Coronavirus: Liverpool-Atletico match linked to '41 more deaths'

Champions League - Round of 16 Second Leg - Liverpool v Atletico Madrid - Anfield, Liverpool, Britain - March 11, 2020 Liverpool's Roberto Firmino reacts [Action Images via Reuters/Carl Recine]

The Champions League 8th final second leg between Liverpool and Atlético Madrid, played in front of 52,000 people on March 11 in England despite the threat of the coronavirus, "could be linked to the death of 41 people", according to a British study published on Sunday.

The deaths were said to have occurred in hospitals near Liverpool between 25 and 35 days later, said the study, based on data from health authorities in the United Kingdom and cited by the weekly Sunday Times.

Around 3,000 Madrid supporters had made the trip to Liverpool to attend the match, the last to be played before the stopping of sports competitions in this country.

According to Imperial College London and the University of Oxford, Spain had around 640,000 cases of coronavirus at the time, compared to 100,000 in the United Kingdom.

Last month, the Labor mayor of the metropolis of Liverpool had already asked to investigate the role that the match could play in the spread of the coronavirus in his city.

About 3,000 Spanish supporters had come to watch the match on March 11, when the day before LaLiga, the Spanish professional football management body, had decreed that the Spanish league matches should be held behind closed doors.

"If people have contracted the coronavirus because of a sporting event which should not have taken place and well it is scandalous", declared Steve Rotheram to the BBC.

"It is necessary to investigate in order to know if some of these contaminations are linked to Atlético supporters. There were hot spots where the virus was present and Madrid was one of them," he said. added.

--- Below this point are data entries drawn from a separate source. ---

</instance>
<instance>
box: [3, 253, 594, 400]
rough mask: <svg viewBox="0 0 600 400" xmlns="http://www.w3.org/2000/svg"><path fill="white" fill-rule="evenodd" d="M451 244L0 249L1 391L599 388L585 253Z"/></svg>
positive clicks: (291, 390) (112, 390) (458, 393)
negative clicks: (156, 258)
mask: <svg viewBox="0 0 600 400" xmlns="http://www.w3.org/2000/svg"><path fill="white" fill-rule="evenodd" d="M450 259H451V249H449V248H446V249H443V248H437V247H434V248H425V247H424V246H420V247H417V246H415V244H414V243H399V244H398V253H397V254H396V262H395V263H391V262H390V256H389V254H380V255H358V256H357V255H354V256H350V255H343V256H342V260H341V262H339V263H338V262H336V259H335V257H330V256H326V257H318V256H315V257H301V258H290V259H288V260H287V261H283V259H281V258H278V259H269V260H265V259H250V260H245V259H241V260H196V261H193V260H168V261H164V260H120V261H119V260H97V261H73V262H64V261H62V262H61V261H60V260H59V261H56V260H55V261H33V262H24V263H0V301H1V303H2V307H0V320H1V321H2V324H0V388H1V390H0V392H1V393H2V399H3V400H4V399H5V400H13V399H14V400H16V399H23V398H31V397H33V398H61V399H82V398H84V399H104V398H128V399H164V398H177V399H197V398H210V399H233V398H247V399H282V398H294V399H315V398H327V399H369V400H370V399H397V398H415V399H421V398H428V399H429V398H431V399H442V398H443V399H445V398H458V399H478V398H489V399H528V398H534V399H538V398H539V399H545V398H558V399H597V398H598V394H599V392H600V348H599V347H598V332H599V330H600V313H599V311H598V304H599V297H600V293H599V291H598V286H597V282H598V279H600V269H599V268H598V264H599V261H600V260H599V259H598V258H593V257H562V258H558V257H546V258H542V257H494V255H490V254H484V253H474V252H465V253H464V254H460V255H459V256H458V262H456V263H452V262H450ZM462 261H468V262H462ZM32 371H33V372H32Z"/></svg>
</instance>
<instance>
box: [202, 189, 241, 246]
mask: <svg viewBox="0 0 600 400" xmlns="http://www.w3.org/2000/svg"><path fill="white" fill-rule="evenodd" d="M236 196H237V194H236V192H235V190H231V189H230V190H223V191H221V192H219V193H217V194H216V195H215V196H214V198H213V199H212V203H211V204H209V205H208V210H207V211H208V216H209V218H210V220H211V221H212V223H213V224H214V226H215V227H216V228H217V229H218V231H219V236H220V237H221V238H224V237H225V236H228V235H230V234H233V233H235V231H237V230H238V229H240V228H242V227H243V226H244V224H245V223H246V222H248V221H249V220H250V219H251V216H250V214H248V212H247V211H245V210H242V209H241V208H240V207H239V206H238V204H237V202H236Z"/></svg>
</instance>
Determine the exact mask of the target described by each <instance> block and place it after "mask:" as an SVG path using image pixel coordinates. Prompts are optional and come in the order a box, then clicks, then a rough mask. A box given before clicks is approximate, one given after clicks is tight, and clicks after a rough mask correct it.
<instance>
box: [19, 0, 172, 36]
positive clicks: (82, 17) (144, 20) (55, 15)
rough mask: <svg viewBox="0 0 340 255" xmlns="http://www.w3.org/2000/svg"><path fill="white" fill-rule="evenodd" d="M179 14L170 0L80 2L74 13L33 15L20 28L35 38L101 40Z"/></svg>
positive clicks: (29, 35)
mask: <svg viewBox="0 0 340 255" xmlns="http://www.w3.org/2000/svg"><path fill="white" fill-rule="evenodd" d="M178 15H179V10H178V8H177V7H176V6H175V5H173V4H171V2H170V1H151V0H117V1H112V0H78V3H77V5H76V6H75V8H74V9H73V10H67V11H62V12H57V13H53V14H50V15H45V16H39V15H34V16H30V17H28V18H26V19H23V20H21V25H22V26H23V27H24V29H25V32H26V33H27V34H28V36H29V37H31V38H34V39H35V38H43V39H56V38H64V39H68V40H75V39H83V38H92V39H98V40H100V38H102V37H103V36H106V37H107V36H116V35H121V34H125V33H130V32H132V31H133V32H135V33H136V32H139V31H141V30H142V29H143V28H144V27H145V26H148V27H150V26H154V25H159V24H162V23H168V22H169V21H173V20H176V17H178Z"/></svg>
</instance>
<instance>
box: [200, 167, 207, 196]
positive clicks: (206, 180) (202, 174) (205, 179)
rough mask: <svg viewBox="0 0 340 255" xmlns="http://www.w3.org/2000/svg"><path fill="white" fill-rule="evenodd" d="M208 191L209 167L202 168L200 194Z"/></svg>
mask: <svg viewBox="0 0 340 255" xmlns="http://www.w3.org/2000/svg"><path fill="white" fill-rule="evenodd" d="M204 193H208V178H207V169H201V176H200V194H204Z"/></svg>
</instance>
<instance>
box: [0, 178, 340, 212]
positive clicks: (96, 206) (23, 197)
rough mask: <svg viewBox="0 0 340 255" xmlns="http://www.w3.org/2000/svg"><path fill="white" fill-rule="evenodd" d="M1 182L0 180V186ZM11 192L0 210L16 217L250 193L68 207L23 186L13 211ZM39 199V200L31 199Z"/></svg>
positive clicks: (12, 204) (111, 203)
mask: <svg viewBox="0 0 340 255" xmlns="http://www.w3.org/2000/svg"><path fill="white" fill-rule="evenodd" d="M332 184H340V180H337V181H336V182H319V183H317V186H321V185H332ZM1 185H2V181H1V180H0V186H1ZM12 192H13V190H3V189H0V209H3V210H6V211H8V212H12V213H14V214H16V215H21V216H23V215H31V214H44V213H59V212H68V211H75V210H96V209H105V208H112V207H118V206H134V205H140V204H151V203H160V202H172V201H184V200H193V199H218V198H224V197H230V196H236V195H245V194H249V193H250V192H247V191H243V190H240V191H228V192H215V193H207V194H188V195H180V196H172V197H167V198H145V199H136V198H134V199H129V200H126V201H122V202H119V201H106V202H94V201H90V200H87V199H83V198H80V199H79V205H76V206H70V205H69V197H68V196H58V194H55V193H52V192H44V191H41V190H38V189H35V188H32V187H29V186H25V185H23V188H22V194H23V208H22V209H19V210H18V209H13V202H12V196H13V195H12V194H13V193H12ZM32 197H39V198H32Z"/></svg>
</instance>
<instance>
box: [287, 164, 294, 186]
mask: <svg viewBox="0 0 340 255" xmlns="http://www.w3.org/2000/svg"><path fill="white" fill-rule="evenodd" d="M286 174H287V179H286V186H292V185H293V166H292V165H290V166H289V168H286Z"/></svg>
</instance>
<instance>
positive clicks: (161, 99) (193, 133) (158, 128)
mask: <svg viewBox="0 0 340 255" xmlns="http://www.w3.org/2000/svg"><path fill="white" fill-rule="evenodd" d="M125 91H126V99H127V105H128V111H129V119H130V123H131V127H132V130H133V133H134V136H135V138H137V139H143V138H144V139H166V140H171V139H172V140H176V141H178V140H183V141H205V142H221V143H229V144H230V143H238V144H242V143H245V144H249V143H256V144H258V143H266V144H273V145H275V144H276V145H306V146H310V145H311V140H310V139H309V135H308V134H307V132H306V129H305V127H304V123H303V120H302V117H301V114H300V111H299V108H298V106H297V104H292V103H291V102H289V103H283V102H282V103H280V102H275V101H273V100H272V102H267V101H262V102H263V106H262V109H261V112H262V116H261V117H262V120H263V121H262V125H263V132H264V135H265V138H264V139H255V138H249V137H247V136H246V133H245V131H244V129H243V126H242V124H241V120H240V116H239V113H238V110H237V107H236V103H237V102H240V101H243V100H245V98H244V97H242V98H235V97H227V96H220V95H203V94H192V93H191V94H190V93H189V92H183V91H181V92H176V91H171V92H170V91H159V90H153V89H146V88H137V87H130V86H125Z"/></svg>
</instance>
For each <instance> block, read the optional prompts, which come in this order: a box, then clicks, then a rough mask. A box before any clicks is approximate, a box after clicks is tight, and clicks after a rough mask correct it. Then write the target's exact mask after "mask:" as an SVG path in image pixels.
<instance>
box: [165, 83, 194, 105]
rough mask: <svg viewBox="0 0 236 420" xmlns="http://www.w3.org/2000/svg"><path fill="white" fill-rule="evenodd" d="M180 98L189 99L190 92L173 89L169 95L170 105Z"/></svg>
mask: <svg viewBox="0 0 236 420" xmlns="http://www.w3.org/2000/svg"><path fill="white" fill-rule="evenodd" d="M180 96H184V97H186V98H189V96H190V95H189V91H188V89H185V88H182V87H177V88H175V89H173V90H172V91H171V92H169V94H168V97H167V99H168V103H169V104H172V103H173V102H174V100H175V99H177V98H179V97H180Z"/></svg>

Another Champions League round of 16 is suspected of having played a role in the explosion of the number of cases of coronavirus elsewhere in Europe, the match Bergamo-Valencia disputed on February 19 in Milan, capital of Lombardy, Italian region hardest hit by the pandemic.

Walter Ricciardi, the Italian representative to the World Health Organization (WHO), described the meeting as "an accelerator of the spread of the virus".

In addition, the decision to allow 250,000 people to attend the major horse races in Cheltenham (south-west England) in mid-March is also linked to an additional 37 deaths, according to the study published in the Sunday Times.

The organizers claim to have put in place special hygiene measures and to have followed the recommendations of the British government, which then authorized the holding of major sporting events.